Not gonna lie, my first reaction to Prizehog (aside from noting the intentionally bad spelling) was to think of 90s one-hit wonders Spacehog. Apparently, those guys are still touring. Say whaaaa!?
However, this Portland trio isn’t living in the meantime, but rather in the present. This is, in fact, their fifth album, though I can’t say I’d heard any of the first four. They certainly wouldn’t be the first sludge/doom band from Portland to suddenly pop up on my radar screen after being around forever (think Rabbits, Diesto, or, even going back a couple years, Witch Mountain). But I must say I’m a little apprehensive that these guys — and gal — have a synthesizer player, but no bassist.

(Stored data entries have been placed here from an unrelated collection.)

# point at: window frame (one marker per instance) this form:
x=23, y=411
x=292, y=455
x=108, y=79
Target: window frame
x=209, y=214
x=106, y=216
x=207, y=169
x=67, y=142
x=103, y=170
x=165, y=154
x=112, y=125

Anyhog, this album kicks off with “Parradiggum” (huh?), and it’s the synths I hear right off the bat, along with some seriously synthesized vocals… and the occasional drum hit. We eventually get some equally-distorted guitars slowly ringing out over the mix, giving off an air of some sorta cosmic space drone with a robot singer — before unexpectedly lurching into blastbeat-laden blackness, albeit briefly.
“Whoady” (who dat?) starts off with what sounds like an evacuation alarm, with some spacey synths mixed in for good measure. The slow ‘n heavy riffage takes less time to come in on this one, with the fire alarm still buzzing in the background. And then it drops down, more droney atmos-doom, Nadja meets OM, fronted by a Buddhist monk with a vocoder.
“Awsme Bube” (c’mon man!) sounds like natives chanting in a cave with sludgy stalagmites oozing synthesized slime underneath. I’m not sure if there are words to this one, or just sounds. Hey, full marks for originality, but this hog’s only getting a participation ribbon from me.